Session 555 | Addressing the Challenges of Climate Migration

In December, Salzburg Global Seminar hosted a strategy session Addressing the Challenges of Climate Migration: Legal Protections, Resilience & Eco-Security. Bringing together 20 top practitioners, researchers, and economic actors, the three-day program sought to crystallize what is already known about the likely patterns and timeframe of climate-induced migration and assess practical options for refugee policy; urban demographics, absorption capacity, disaster preparedness and resilience; innovations for food and water supply systems; international and national legal, financial, and practical tools and frameworks; the interlocking long-term nature of trans-boundary and global climate and ecological risks and costs; and regional and national security. Building on the strategy session, Salzburg Global is now exploring options to design a multi-year program in discussions with diverse partners around the world.
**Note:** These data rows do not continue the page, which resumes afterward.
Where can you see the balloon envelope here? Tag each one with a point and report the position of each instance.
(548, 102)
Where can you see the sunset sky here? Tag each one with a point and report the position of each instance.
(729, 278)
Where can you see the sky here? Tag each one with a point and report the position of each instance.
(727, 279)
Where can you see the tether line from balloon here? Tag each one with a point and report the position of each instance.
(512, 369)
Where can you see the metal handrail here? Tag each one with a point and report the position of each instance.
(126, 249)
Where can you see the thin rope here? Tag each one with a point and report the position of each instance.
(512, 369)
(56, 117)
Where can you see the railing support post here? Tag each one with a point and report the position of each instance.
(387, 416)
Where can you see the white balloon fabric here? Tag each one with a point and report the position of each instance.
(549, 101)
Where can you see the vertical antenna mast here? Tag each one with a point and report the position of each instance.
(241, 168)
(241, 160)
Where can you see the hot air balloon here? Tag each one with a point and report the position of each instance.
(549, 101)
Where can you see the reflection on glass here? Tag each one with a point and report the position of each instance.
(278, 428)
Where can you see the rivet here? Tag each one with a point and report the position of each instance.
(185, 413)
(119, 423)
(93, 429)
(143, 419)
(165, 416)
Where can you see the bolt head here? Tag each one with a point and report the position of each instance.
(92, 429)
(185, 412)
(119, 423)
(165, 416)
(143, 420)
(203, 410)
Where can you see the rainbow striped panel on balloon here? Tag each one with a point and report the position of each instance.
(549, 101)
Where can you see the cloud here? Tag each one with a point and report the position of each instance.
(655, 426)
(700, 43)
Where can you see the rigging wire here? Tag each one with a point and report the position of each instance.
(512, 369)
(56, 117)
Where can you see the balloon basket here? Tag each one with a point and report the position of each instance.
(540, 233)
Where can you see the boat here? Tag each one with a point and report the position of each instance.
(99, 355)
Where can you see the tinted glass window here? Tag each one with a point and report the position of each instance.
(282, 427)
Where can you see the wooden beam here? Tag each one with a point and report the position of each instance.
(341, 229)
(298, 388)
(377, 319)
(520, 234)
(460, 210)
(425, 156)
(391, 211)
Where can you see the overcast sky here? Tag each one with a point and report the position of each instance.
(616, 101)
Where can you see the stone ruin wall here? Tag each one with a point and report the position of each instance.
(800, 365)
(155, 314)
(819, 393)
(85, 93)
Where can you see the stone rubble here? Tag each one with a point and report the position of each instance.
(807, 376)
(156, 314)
GCP 60 – 65 | Global Citizenship Program

Now in its 11th year, the Global Citizenship Program expanded to two sessions for college and university faculty and administrators – Education for Global Citizenship: What, Why, and How? – in addition to the four annual student-focused sessions. The year also saw the launch of the Global Citizenship Institute at St Mark’s School in Massachusetts, USA. The school, a partner since 2011 and the first high school to send teachers to the college-focused GCP, held a week-long program for high school students, drawing heavily on the Salzburg Global model and with support from GCP staff and faculty.


Cutler Lecture | Lloyd N. Cutler Lecture On The Rule Of Law

Hosted by Associate Justice of the US Supreme Court and Salzburg Global Fellow, Ruth Bader Ginsburg, the fifth annual Lloyd N. Cutler Lecture on the Rule of Law was delivered in November at the US Supreme Court by Google Executive Chairman, Eric E. Schmidt. The following morning, Salzburg Global presented a special program at the National Public Radio (NPR) Headquarters on the “right to be forgotten,” which examined why Europeans and Americans have different views of privacy and whether internet regulation 

can be reconciled across borders. One well-placed member of the audience said it was “the most illuminating treatment of this subject I have heard or read.”


SSASA 12 | Salzburg Seminar American Studies Association 

At the September session Defining America: New Writing, New Voices, New Directions, novelists, professors and Ph.D. students sought to find the “new" in American literature, from new diverse voices to new publishing platforms. Writer Karen Tei Yamashita warned of the growing “Asian cyborg” stereotype in Western writing; Professor Mary Pat Brady presented poetry written by victims of the US border crisis; publisher Julia Kostova heralded an era of digital and print coexistence; while academic Christopher Bigsby posited that there’s nothing new in American literature – the truly new writing is in screenwriting.